Lawrence Edward Junstrom (June 22, 1949 – October 6, 2019) was an American bassist who was a member of the rock band .38 Special from 1977 until 2014. He was also one of the founding members of the southern rock band Lynyrd Skynyrd.

==Early life==
Junstrom was born in Pittsburgh, Pennsylvania and his family moved to Jacksonville, Florida when he was 10. He played saxophone and clarinet in school in 5th and 6th grades, but immediately became interested in guitar after watching The Beatles on The Ed Sullivan Show. His first guitar was a Silvertone he received as a gift. Junstrom found himself drawn to the bass parts, playing them on the guitar's lower strings. Eventually he fashioned a piece of balsa wood on the neck and bridge of his guitar to modify it into a bass guitar.

==Musical career==
While in high school, Junstrom became friends with Ronnie Van Zant and was recruited to be the bass guitarist of what became Lynyrd Skynyrd from its formation in 1964 and through its early Jacksonville and regional touring days. He left the band in 1971 before the group's debut album in 1973.

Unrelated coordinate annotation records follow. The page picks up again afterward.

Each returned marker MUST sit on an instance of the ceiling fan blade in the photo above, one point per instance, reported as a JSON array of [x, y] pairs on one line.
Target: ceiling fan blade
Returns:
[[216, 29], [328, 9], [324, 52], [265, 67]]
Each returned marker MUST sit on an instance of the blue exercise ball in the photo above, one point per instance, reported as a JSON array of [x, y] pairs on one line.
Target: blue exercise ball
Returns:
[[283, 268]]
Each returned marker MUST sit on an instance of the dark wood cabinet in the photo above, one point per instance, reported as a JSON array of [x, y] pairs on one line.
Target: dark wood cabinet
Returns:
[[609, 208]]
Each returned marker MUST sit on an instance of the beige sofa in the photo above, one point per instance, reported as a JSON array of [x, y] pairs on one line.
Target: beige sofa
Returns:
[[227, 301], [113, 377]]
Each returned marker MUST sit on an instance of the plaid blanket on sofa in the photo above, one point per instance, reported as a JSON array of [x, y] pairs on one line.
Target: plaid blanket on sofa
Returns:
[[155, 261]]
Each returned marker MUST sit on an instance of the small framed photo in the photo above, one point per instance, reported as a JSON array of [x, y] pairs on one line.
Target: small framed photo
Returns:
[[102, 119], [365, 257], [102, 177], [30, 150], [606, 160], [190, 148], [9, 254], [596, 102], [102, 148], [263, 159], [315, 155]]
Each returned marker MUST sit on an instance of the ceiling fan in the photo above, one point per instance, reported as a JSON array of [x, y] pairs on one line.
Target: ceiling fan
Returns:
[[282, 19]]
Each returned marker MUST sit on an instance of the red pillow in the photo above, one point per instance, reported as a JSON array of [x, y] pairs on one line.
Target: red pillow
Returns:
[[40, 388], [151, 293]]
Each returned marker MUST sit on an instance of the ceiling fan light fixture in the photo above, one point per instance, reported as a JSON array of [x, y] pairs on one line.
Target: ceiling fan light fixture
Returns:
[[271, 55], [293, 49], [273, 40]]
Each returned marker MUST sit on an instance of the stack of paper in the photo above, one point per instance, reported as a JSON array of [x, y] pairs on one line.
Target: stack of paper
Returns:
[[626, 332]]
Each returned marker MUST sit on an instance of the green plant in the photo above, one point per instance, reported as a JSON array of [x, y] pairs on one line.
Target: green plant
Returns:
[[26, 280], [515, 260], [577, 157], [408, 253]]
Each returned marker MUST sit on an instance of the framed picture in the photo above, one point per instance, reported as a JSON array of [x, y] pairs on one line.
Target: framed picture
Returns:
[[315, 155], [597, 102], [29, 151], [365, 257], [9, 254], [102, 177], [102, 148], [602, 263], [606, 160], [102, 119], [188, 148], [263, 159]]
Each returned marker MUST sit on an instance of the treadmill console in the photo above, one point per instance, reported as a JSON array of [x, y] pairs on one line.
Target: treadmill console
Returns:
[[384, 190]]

Donnie Van Zant, the middle brother of Lynyrd Skynyrd's, Ronnie Van Zant, formed .38 Special in 1974, with Junstrom joining as the bass guitarist in 1977. Junstrom retired from .38 Special after 37 years in 2014 due to a hand injury that required surgery. Despite this, he continued to make appearances until his death.

==Personal life and death==
An amateur radio operator, Junstrom's call sign was K4EB, which he read as "Known 4 Excellent Bass." First licensed in 1962, he became a very active operator from 1990 onward.

Junstrom died of a brain tumor on October 6, 2019 in Palatka, Florida at the age of 70. At the time he had been married to his wife Thania for 11 years.